COVID vaccine shortages, AstraZeneca suspensions and new variants prompt new lockdowns in Europe
Rome — Coronavirus vaccination efforts across Europe are lagging significantly behind the U.S., and with the number of new COVID-19 cases in some countries spiking, governments are making the difficult decision to impose new lockdowns.
When Italy became the first nation to impose a nationwide coronavirus lockdown a year ago, Italians came to their windows to sing songs and play instruments in solidarity. But as the country is gripped by a third wave of infections, CBS News correspondent Chris Livesay says the music has stopped.
He says it seems like only yesterday that he regained the freedom to sit outside at a café and order a cappuccino. Now cities across Italy are locking down again as the numbers of both new cases and deaths recorded daily climb. Germany, too, is facing the prospect of widespread lockdowns being extended by up to a month as infections rise.
New, more infectious variants of the virus and a shortage of vaccine doses are making matters worse, according to Italy's Deputy Health Minister Pierpaolo Sileri.
"We [have] less than 50% of the expected doses at the present time. But I think the same happened everywhere in Europe," Sileri told CBS News. "It's not an Italian problem. I think it's a European problem."
Vaccine shortages haven't been the only European problem. People have been letting their guard down, too, and the director of the U.S. Centers for Disease Control and Prevention cited Europe as an example this week, warning Americans not to do the same.
"They simply took their eye off the ball," the CDC's Dr. Rochelle Walensky said. "I'm pleading with you, for the sake of our nation's health, these should be warning signs for all of us."
To make matters worse, Italy can't currently even use the vaccine it has the most ready supply of. It joined the list this week of countries, mostly in Europe, temporarily suspending use of the Oxford-AstraZeneca vaccine after reports of patients dying of blood clots shortly after getting the shot.
Italy's national medicines authority, along with the pan-European Medicines Agency, the World Health Organization and British regulators have all said there's no evidence yet that the vaccine caused the clots — which number fewer than 40 among more than 17 million people to receive the shot in Europe.
The WHO reiterated on Wednesday that it was reviewing data, but "at this time, WHO considers that the benefits of the AstraZeneca vaccine outweigh its risks and recommends that vaccinations continue."
The Italian regulator has made it clear that the halt is strictly a temporary precaution.

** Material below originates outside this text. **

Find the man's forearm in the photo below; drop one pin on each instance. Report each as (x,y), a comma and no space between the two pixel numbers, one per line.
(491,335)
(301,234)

Like many EU nations, Italy may decide to re-evaluate later this week when the European Medicines Agency releases revised guidance after a review of data on AstraZeneca vaccinations.
But with some vaccination centers around the country left empty this week due to the decision, it has been just the latest setback in a country that's already suffered so much during the pandemic.
"We can't take much more of this," one Rome resident told CBS News on Wednesday, as his country suffers through its deepest recession since World War II.
More than 100,000 deaths have already been blamed on the coronavirus in Italy, and the country's military has gone from trucking away the dead, to inoculating the living. If only, the health ministry says, there was enough to go around.
Since the dawn of the pandemic, things that happen in Italy have had an eerie way of repeating themselves in the U.S.
As Italy grapples with a third wave and a vaccine shortage, however, the Health Ministry told Livesay that Americans should be grateful for the inoculation program's rapid roll-out at home.